Two primary challenges that petroleum engineers face are finding oil in the Earth’s subsurface and making it flow to enable production. The subsurface contains a huge variety of materials and is underground and out of sight, so the process is like finding a needle in a large haystack in the dark. Over the past few years, oil and gas companies have deployed advanced sensor arrays in well sites to gather the information needed to shed light on these issues. However, the amount of data collected is too large to be handled by standard methods of effective analysis.
For the past several months, graduate student researchers Matteo Caponi, Polina Churilova and Yusuf Falola at Texas A&M University have been using machine learning, where computers are trained how to learn by programmers, to effectively pare down the amount of data the sensors are producing. The students were then able to teach modeling software the algorithms they created — algorithms that knew what to look for, what to ignore and how to depict the answers needed by companies to make informed decisions.
“It is very exciting to work with real data and understand how different techniques can come together to predict reservoir properties,” said Caponi.

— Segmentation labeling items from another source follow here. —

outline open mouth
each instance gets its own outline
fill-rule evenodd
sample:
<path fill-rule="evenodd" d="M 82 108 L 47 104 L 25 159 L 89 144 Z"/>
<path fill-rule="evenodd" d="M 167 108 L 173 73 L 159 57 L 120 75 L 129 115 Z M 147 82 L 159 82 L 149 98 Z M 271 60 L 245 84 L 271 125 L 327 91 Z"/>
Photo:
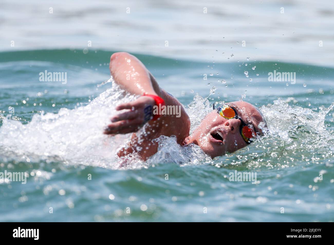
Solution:
<path fill-rule="evenodd" d="M 223 138 L 223 134 L 220 132 L 214 132 L 211 134 L 212 137 L 217 140 L 221 141 L 222 142 L 223 140 L 224 140 Z"/>

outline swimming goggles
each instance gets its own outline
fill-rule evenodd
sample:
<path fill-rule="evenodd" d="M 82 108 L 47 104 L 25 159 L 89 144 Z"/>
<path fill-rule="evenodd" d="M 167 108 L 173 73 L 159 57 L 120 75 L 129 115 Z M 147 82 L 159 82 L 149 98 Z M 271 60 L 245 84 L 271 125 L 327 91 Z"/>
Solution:
<path fill-rule="evenodd" d="M 213 109 L 214 109 L 214 105 Z M 241 122 L 240 127 L 240 134 L 243 140 L 247 144 L 251 144 L 253 140 L 252 138 L 256 135 L 256 132 L 254 129 L 254 127 L 248 126 L 248 124 L 245 123 L 239 116 L 236 110 L 234 108 L 228 105 L 224 105 L 217 109 L 219 115 L 226 119 L 235 118 L 238 119 Z"/>

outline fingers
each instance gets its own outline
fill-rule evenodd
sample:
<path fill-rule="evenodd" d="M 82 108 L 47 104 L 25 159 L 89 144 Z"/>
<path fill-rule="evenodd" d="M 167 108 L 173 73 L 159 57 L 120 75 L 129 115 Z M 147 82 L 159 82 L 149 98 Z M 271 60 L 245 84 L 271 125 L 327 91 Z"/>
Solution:
<path fill-rule="evenodd" d="M 135 119 L 139 115 L 139 112 L 137 110 L 127 111 L 123 113 L 114 116 L 111 118 L 112 122 L 116 122 L 123 120 Z"/>
<path fill-rule="evenodd" d="M 142 126 L 143 119 L 137 118 L 132 120 L 124 120 L 109 124 L 103 133 L 105 134 L 127 134 L 137 132 Z"/>

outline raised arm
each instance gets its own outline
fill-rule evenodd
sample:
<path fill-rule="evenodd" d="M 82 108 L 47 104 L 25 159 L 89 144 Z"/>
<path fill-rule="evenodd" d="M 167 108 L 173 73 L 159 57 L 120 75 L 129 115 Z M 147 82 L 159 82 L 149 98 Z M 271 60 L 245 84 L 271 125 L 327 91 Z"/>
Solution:
<path fill-rule="evenodd" d="M 145 117 L 148 109 L 151 109 L 150 115 L 153 115 L 152 108 L 156 105 L 155 100 L 152 97 L 141 96 L 133 101 L 117 106 L 116 108 L 117 110 L 128 110 L 113 116 L 111 123 L 105 129 L 104 133 L 114 135 L 134 133 L 131 136 L 129 145 L 118 153 L 119 156 L 134 151 L 138 152 L 145 160 L 157 151 L 158 144 L 153 142 L 152 140 L 161 135 L 175 135 L 178 143 L 181 143 L 189 136 L 190 121 L 182 104 L 160 88 L 153 76 L 137 58 L 127 53 L 115 53 L 110 58 L 110 69 L 115 82 L 124 89 L 139 95 L 146 94 L 157 96 L 164 100 L 166 106 L 180 108 L 180 114 L 178 116 L 162 113 L 163 115 L 161 115 L 158 120 L 147 122 L 148 120 L 153 117 L 149 117 L 148 119 L 148 117 Z M 147 122 L 148 127 L 146 131 L 148 133 L 138 141 L 135 133 Z M 135 145 L 139 147 L 134 147 Z M 137 150 L 138 148 L 142 150 Z"/>
<path fill-rule="evenodd" d="M 160 96 L 159 85 L 143 64 L 125 52 L 115 53 L 110 58 L 110 72 L 115 82 L 134 94 L 144 93 Z"/>

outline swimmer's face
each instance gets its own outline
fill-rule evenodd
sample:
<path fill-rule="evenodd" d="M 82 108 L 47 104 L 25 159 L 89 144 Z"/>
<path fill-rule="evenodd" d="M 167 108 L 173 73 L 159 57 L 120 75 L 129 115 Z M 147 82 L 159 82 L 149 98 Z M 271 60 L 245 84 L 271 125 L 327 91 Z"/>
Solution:
<path fill-rule="evenodd" d="M 265 121 L 256 107 L 244 101 L 227 104 L 235 109 L 245 123 L 254 126 L 257 133 L 262 134 L 259 124 Z M 213 110 L 202 120 L 190 136 L 189 141 L 199 146 L 212 158 L 232 152 L 247 144 L 240 134 L 241 125 L 240 119 L 226 119 Z"/>

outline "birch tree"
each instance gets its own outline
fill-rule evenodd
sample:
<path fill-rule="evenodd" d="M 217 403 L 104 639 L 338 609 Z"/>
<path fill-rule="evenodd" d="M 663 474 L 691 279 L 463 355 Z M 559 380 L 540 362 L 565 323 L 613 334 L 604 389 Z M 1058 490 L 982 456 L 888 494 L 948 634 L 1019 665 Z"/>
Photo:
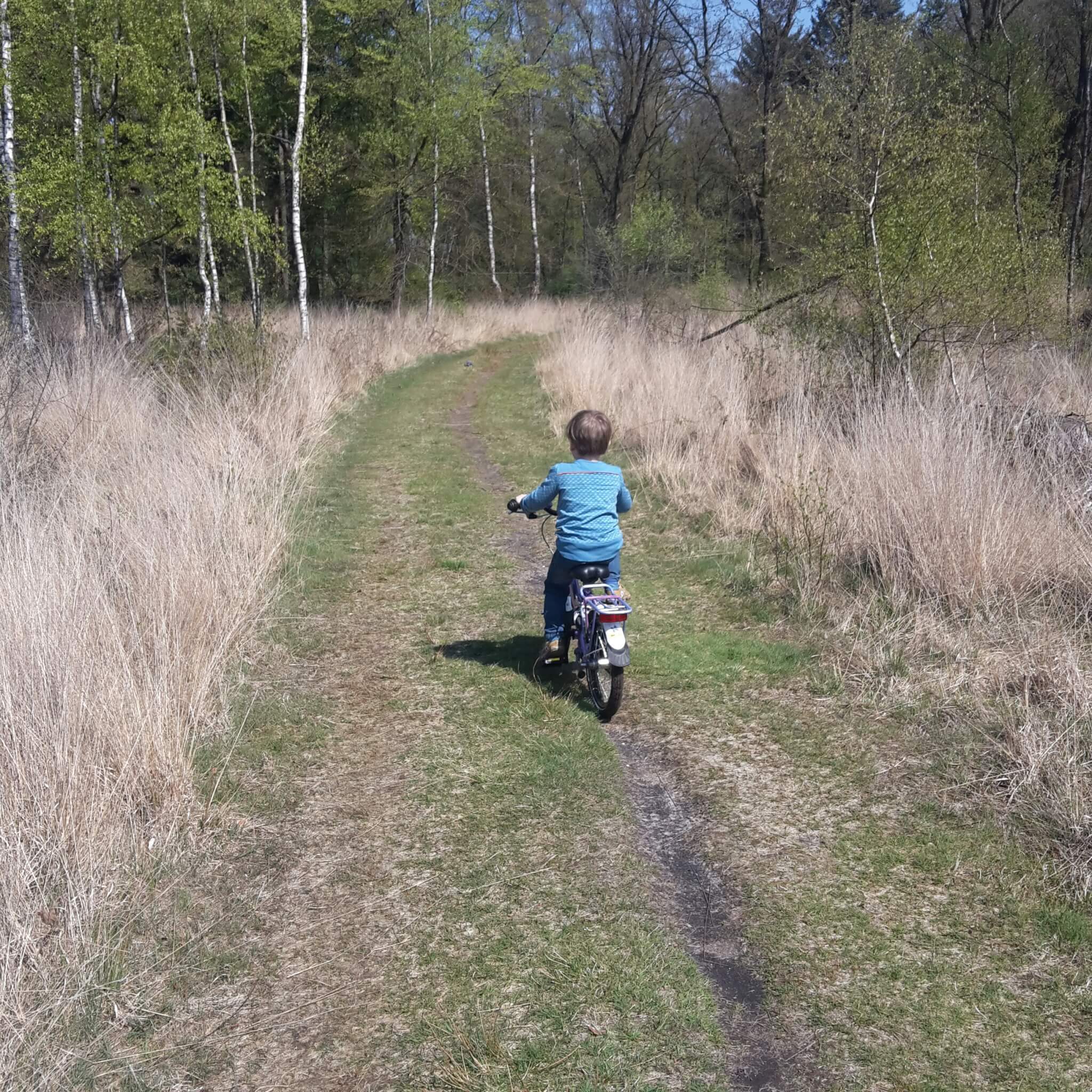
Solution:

The two ongoing projects are funded by upstream oil and gas companies ConocoPhillips and Berry Petroleum, and both will evaluate the results in August for future applications in the field. The students’ work was overseen by Dr. Siddharth Misra, the Ted H. Smith, Jr. ’75 and Max R. Vordenbaum ‘73 DVG Associate Professor in the Harold Vance Department of Petroleum Engineering at Texas A&M. The projects are industry and academic partnerships engaged by the applied research group, Data-Driven Intelligent Characterization and Engineering (DICE), led by Misra. He created DICE to encourage oil and gas companies to use data, machine learning and analytics to lower operation costs, better assess risks and improve resource recovery.
“Today’s sensing technology is easy to deploy, relatively cheap and stores a lot of data, which leads to these big dataset sizes,” said Misra. “But you cannot decisively work with such big data unless you extract the most relevant and useful information.”
Sensors can take a broad range of measurements, from soundwave reflections to pressure changes to temperature fluctuations and more, but most of this information isn’t needed to solve the problems of finding and recovering subsurface oil. Without some way of reducing the data down to the core values required to model oil production pathways, feedback from the sensors remains overwhelming and useless.
Research like this improves the understanding and control of subsurface earth resources, which could reduce the cost and carbon footprint of producing oil.
Misra said that machine learning is the best way to make sense of massive data because the created algorithms can be trained to rapidly sift the information according to the structure or parameters needed to solve specific problems. Spatial data in the form of images, seismic volumes and geological models work best in the training process, he says.
One challenge the students faced was the amount of time it took to train their algorithms, which had to become capable of teaching themselves to find the right ‘needles’ in the reservoirs. Misra introduced the students to the most successful methods of robust feature extraction and deep learning, which use neural network creation. The students created the networks by treating each small step of data reduction as a simplified task the algorithms had to learn. The algorithms’ neural networks grew level by level, with each level representing a different task the algorithms mastered.
“I learned so much in just a few months,” said Falola. “These techniques can greatly reduce reservoir model running times, improve production forecasts, accurately predict formation water production and more.”
As the work progressed and the students gained confidence, they approached one of the biggest hurdles in this advanced work: overcoming the tendency of data-driven models to overfit the data. Overfit occurs when an algorithm mistakenly believes that a subsurface noise or data stream is important when it really isn’t.
The students applied three methods to convince the algorithms to ignore the extra noise and find the correct answer. First, they used artificial, simplified well-site data where the oil location and flow paths were already known and easily discovered. Then, to see if the algorithms could distinguish the correct answer from the wrong ones, they used loss training where the data contained a few possibilities for bad predictions. Finally, to teach the algorithms more about the varieties of positive predictions the software should focus on, the students introduced them to initial feature-extraction data from wells that were already producing oil.
Once the algorithms could handle the basics, they were tested on data that was either complex but incomplete or complex and full of unnecessary information. When successfully prepared, the algorithms could apply their knowledge to any type of similar data packets to uncover relevant answers.
“I am fascinated to work at the intersection of deep learning and petroleum engineering,” said Churilova. “I think the technologies that we develop have the potential to revolutionize the industry.”
The students frequently interacted with engineers and geoscientists working with ConocoPhillips and Berry Petroleum to find out what oil production problems the machine-learning algorithms needed to tackle. This valuable interaction is why Misra created the research group DICE — to engage his students in experience opportunities with industry. However, that isn’t his only goal.
“Research like this improves the understanding and control of subsurface earth resources, which could reduce the cost and carbon footprint of producing oil,” said Misra. “It also improves industry confidence to reach out to academic institutions for solutions to their problems.”